The recovery is yet to come, as suggested by his slightly hazy speech.
"I'm starting to have my faculties on me," Randy says. "My brain is starting to work really well again, but the fact that I can continue a conversation now is pretty amazing in itself."
As part of this faster recovery trajectory, nurses from intensive care units have it out of bed as soon as possible.
"I've been doing tricks around this place!" he says.
O & # 39; Burke has recovered a tremendous amount of medical care. The package of measures to reduce delirium was covered. These are now included in the checklists that nurses, respiratory therapists and physicians use with each patient in the intensive care unit treated at Vanderbilt.
"You get out of bed early … cut the delirium in half," Ely told O & # 39; Burkes, explaining the reasoning behind the package. "E" means early mobility and exercise. And "F" – the presence of family members in the room and discussion with medical staff – also helps to motivate patients to stay alert and move.
Ely explains to the couple that this set of procedures is a significant change from what many ICUs continue to do: knock out a patient and treat their dysfunctional body instead of focusing on it in a holistic way.
"For me, the pivot of all this is to respect the humanity of every patient," says Ely.

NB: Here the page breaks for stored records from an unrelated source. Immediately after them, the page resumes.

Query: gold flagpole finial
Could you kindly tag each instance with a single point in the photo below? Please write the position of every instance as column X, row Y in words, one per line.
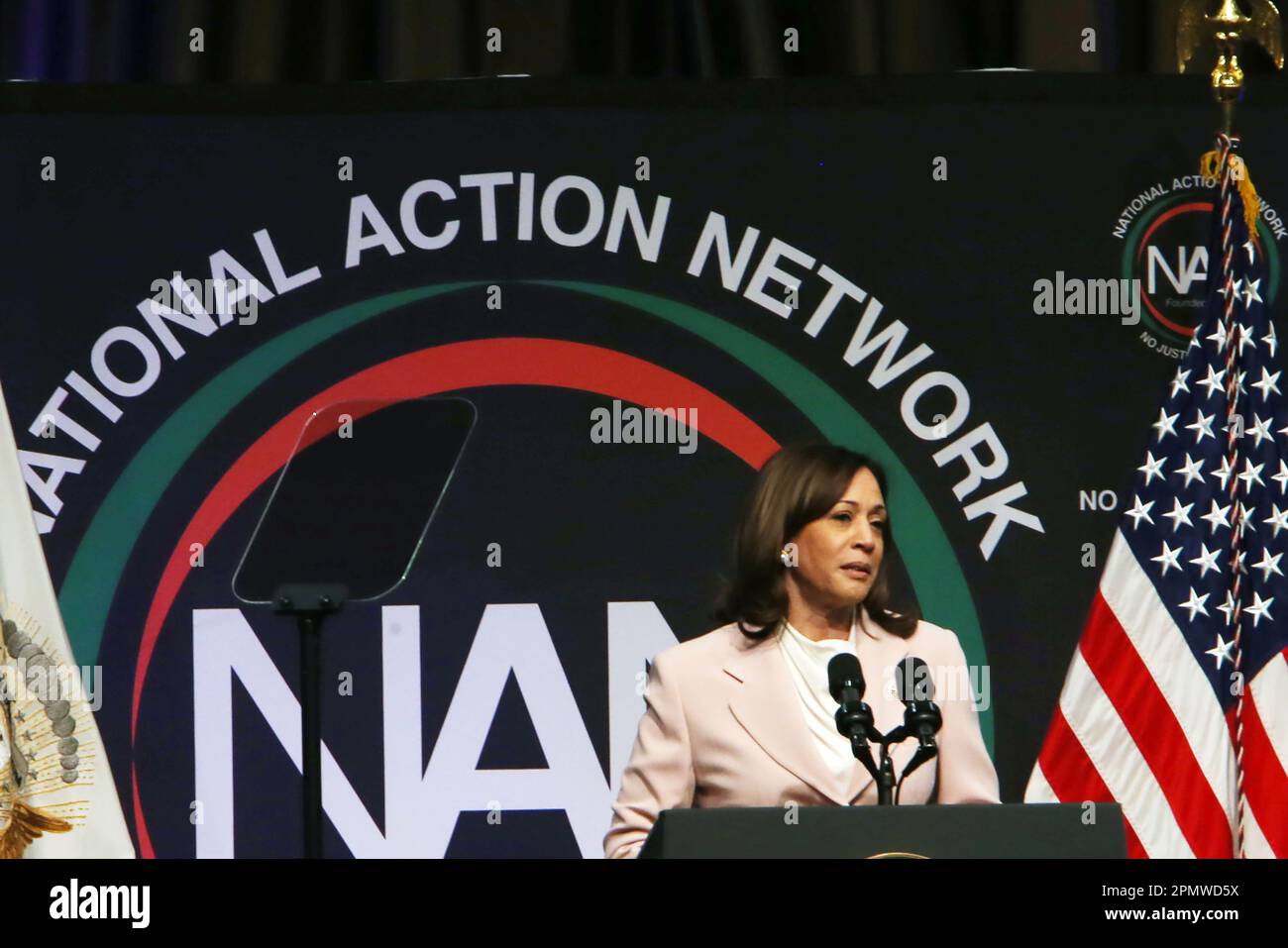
column 1229, row 29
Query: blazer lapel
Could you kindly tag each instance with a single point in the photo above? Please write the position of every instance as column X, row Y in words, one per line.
column 769, row 710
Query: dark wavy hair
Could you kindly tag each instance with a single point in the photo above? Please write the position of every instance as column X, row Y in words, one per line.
column 798, row 485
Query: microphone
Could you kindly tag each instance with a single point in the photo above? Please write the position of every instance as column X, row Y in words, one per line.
column 921, row 716
column 853, row 717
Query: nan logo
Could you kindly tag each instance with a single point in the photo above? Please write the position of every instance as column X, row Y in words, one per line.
column 101, row 901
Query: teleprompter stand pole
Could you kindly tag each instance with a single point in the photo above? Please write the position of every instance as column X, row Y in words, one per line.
column 310, row 603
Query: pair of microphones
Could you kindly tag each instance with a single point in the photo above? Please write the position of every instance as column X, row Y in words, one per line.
column 921, row 717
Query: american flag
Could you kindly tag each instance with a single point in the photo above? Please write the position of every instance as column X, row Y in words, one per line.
column 1176, row 700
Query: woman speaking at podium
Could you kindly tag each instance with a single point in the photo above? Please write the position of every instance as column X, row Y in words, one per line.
column 743, row 716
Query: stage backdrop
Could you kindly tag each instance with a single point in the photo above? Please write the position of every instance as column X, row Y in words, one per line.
column 858, row 261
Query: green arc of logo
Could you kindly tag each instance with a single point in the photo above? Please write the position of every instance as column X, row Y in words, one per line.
column 98, row 562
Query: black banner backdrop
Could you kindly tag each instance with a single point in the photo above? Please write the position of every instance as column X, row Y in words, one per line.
column 557, row 254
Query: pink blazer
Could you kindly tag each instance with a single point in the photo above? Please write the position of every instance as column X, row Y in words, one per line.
column 722, row 727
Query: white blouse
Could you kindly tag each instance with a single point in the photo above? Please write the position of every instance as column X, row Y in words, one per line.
column 806, row 662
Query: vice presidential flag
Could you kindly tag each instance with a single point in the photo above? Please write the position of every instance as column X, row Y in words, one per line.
column 1176, row 702
column 56, row 797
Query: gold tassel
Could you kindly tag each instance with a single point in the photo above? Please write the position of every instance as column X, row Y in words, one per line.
column 1210, row 166
column 26, row 824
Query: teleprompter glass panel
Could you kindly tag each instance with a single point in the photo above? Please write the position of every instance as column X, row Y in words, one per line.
column 356, row 498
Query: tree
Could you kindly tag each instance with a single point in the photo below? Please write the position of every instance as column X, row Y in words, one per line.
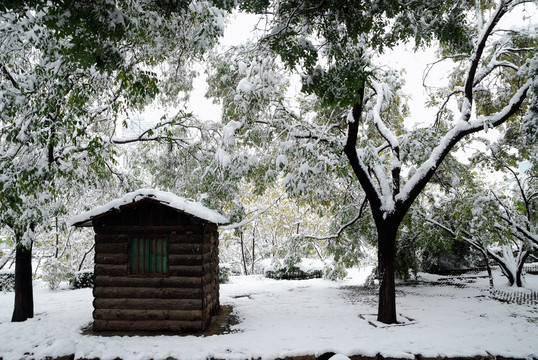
column 334, row 45
column 69, row 71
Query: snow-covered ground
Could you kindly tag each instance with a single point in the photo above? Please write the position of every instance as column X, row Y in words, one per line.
column 292, row 318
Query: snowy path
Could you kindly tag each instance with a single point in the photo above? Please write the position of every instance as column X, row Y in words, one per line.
column 290, row 318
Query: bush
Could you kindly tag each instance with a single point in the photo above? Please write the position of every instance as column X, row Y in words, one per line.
column 303, row 270
column 224, row 273
column 82, row 279
column 55, row 271
column 7, row 280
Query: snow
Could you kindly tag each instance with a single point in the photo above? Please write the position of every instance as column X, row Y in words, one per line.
column 293, row 318
column 167, row 198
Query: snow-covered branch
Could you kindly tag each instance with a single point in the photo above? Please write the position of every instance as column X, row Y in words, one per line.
column 249, row 220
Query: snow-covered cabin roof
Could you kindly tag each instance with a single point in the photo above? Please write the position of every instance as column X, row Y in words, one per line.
column 166, row 198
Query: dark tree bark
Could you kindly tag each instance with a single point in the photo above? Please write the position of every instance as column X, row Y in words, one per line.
column 386, row 311
column 24, row 295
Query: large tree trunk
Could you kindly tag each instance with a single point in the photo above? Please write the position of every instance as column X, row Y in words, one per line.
column 386, row 312
column 24, row 295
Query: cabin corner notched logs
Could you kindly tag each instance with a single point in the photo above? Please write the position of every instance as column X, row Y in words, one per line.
column 156, row 269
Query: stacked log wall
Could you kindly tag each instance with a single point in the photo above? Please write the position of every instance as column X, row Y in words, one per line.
column 183, row 300
column 210, row 283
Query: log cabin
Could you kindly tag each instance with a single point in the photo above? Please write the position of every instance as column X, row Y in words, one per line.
column 156, row 263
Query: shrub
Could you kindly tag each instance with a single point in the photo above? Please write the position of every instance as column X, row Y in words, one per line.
column 55, row 271
column 305, row 269
column 7, row 280
column 82, row 279
column 224, row 273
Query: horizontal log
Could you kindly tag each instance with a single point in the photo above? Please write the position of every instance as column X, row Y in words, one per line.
column 147, row 293
column 111, row 248
column 148, row 281
column 186, row 247
column 210, row 289
column 110, row 270
column 189, row 260
column 123, row 314
column 147, row 229
column 147, row 325
column 180, row 270
column 111, row 238
column 148, row 304
column 112, row 259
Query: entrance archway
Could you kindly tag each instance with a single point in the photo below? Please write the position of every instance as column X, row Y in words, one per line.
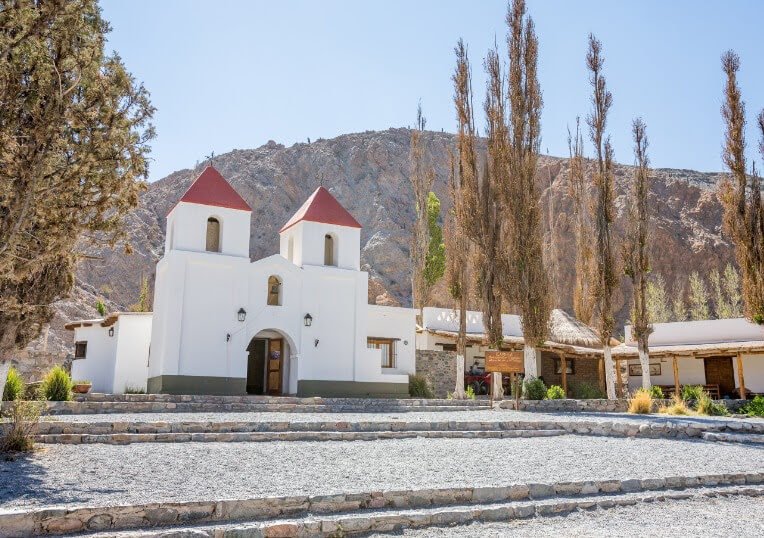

The Vanderbilt protocol, when consistently followed, can make a big difference for many patients. A study of 6,064 patients showed that this approach increased the chances of survival and reduced time spent in delirium or coma.

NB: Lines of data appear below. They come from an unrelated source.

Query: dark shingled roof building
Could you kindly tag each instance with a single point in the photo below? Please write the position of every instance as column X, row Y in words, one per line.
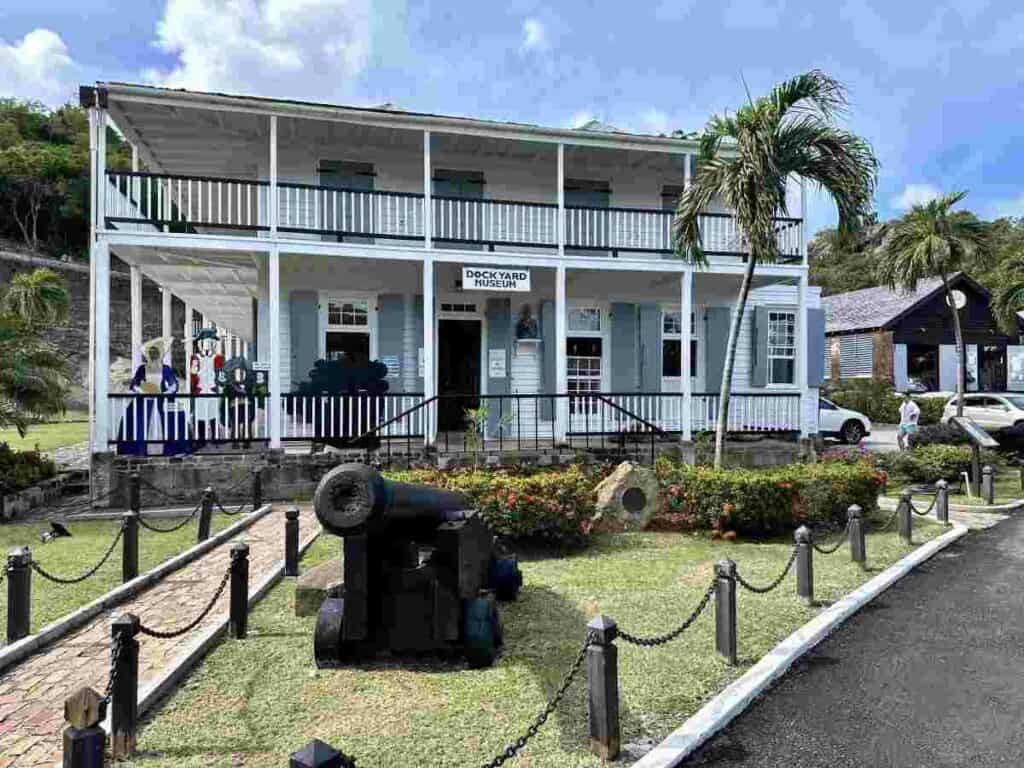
column 908, row 339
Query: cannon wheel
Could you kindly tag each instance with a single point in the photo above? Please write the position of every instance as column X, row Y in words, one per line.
column 481, row 632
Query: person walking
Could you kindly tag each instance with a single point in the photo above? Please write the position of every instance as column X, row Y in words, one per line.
column 909, row 413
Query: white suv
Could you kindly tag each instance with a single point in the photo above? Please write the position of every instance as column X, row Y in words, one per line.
column 842, row 423
column 991, row 411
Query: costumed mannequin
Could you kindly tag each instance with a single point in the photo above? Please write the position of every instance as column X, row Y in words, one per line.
column 142, row 428
column 203, row 368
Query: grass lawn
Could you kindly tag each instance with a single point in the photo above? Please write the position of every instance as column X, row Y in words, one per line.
column 48, row 436
column 69, row 557
column 253, row 701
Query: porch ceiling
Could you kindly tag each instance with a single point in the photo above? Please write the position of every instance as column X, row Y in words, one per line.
column 221, row 286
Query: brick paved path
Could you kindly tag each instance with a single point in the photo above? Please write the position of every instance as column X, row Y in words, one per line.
column 33, row 692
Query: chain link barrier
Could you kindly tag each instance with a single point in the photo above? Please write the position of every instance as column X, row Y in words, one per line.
column 655, row 640
column 170, row 634
column 769, row 587
column 513, row 749
column 176, row 526
column 77, row 580
column 827, row 550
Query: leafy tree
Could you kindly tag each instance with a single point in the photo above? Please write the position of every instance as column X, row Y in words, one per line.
column 932, row 240
column 34, row 375
column 747, row 161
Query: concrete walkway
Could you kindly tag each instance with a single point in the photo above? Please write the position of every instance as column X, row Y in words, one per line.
column 32, row 693
column 930, row 674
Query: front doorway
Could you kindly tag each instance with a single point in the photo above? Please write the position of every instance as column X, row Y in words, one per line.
column 993, row 369
column 458, row 372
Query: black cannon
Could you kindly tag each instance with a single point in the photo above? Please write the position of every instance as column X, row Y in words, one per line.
column 422, row 571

Ely is the lead author of another study involving a network of intensive care units that included 15,000 patients. The results of this forthcoming study provide additional support for the practice, says Ely.

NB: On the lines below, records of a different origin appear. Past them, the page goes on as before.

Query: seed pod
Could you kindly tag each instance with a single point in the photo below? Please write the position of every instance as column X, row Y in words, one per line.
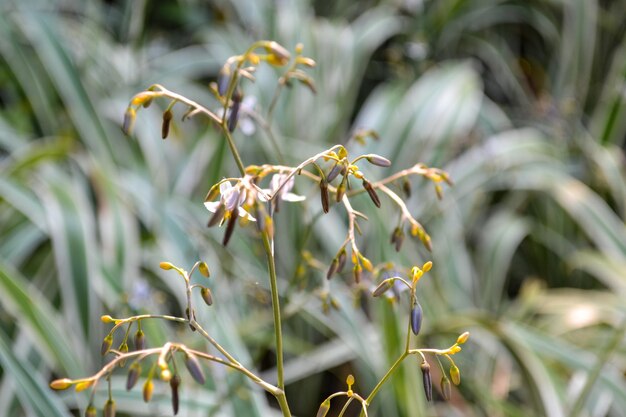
column 342, row 260
column 378, row 160
column 165, row 126
column 106, row 345
column 383, row 287
column 455, row 375
column 323, row 410
column 194, row 368
column 109, row 408
column 133, row 375
column 223, row 79
column 174, row 384
column 148, row 388
column 140, row 340
column 217, row 216
column 91, row 411
column 233, row 118
column 446, row 388
column 324, row 195
column 426, row 379
column 416, row 318
column 129, row 120
column 332, row 268
column 60, row 384
column 334, row 171
column 204, row 269
column 372, row 192
column 230, row 227
column 206, row 296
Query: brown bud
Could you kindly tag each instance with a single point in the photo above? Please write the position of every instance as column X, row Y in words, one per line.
column 91, row 411
column 165, row 126
column 426, row 379
column 206, row 296
column 194, row 368
column 133, row 375
column 174, row 384
column 324, row 195
column 446, row 388
column 140, row 340
column 230, row 227
column 148, row 388
column 109, row 408
column 106, row 345
column 372, row 192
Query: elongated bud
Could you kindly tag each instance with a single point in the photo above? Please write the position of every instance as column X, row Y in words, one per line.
column 230, row 227
column 165, row 126
column 148, row 388
column 133, row 375
column 372, row 192
column 91, row 411
column 174, row 384
column 217, row 216
column 455, row 375
column 383, row 287
column 324, row 195
column 426, row 379
column 223, row 79
column 462, row 338
column 204, row 269
column 416, row 318
column 61, row 384
column 332, row 268
column 140, row 340
column 129, row 120
column 207, row 296
column 194, row 368
column 446, row 388
column 106, row 345
column 323, row 410
column 378, row 160
column 233, row 118
column 332, row 174
column 109, row 408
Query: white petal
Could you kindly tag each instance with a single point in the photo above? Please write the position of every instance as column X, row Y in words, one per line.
column 293, row 197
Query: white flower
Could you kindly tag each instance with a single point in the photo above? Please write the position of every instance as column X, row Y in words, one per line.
column 231, row 198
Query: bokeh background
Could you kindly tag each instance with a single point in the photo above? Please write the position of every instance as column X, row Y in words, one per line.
column 522, row 101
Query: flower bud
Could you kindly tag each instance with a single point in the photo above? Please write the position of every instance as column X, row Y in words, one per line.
column 140, row 340
column 383, row 287
column 109, row 408
column 206, row 296
column 446, row 388
column 323, row 410
column 194, row 368
column 148, row 388
column 416, row 318
column 324, row 195
column 61, row 384
column 204, row 269
column 106, row 345
column 455, row 375
column 372, row 192
column 165, row 126
column 133, row 375
column 378, row 160
column 174, row 384
column 427, row 381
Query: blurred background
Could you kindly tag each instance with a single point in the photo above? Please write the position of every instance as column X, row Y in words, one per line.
column 522, row 101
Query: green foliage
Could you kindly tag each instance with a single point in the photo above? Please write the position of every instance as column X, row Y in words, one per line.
column 521, row 102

Gradually, the package of techniques to reduce delirium has been adopted by many ICUs in recent years, says Ely, but is still not the norm everywhere.
"About half [of hospitals] from our last survey were some elements of the package, "he says.
Pulling it all together, from A to F, can be a challenge.
Morgan Hornsby for NPR
"This has not been as easy as expected," said Dr. Kirk Voelker, ICU Specialist at Sarasota Memorial Hospital in Florida. His hospital was part of the 15,000-patient study coordinated by Ely.
Voelker says that he has discovered that patients may need more time and attention if they are bed alert or walk up and down the hallway with their respirator in tow.
And for the staff, "we are talking about a cultural change," he told NPR. "We had to get the nursing membership in. Once we were able to get that commitment, you also need to get the agreement from the doctors."
It's more difficult in a community hospital, he says, where doctors are more independent and can only tour three days a week.
Ideas have slowly taken root, he says, although there is still resistance to using the checklist "A to F" to make sure every item is taken care of every day for every patient .
The concept behind the protocol has become the rule in his hospital, says Voelker, "but in reality, saying" ABDCEF "is the exception.
It was even a challenge to do the protocol routine at the medical center where it was developed.
Joanna Stollings, a clinical pharmacist from the Vanderbilt Intensive Care Unit, said that upon her arrival at the hospital, it was clear what to do, but no one was able to do it. He was responsible for carrying it out.
"He needs someone to coordinate that, who will be here every day," she says. "And then Wes [Ely] I have helped somehow to defend this project, to give nurses and respiratory therapists the means to make that happen every day. "
Ely's mission is now to do what his hospital does standard around the world. On the one hand, it can actually reduce the cost of care, he says, reducing the time people spend in expensive USU units.
"But the most important thing, of course, is not money, it's the human being," he says. "So, if they get better care, survive longer – often with a more intact brain – and do not bounce back to the USI … for me, it's a win-win situation. "
You can contact Richard Harris at [email protected].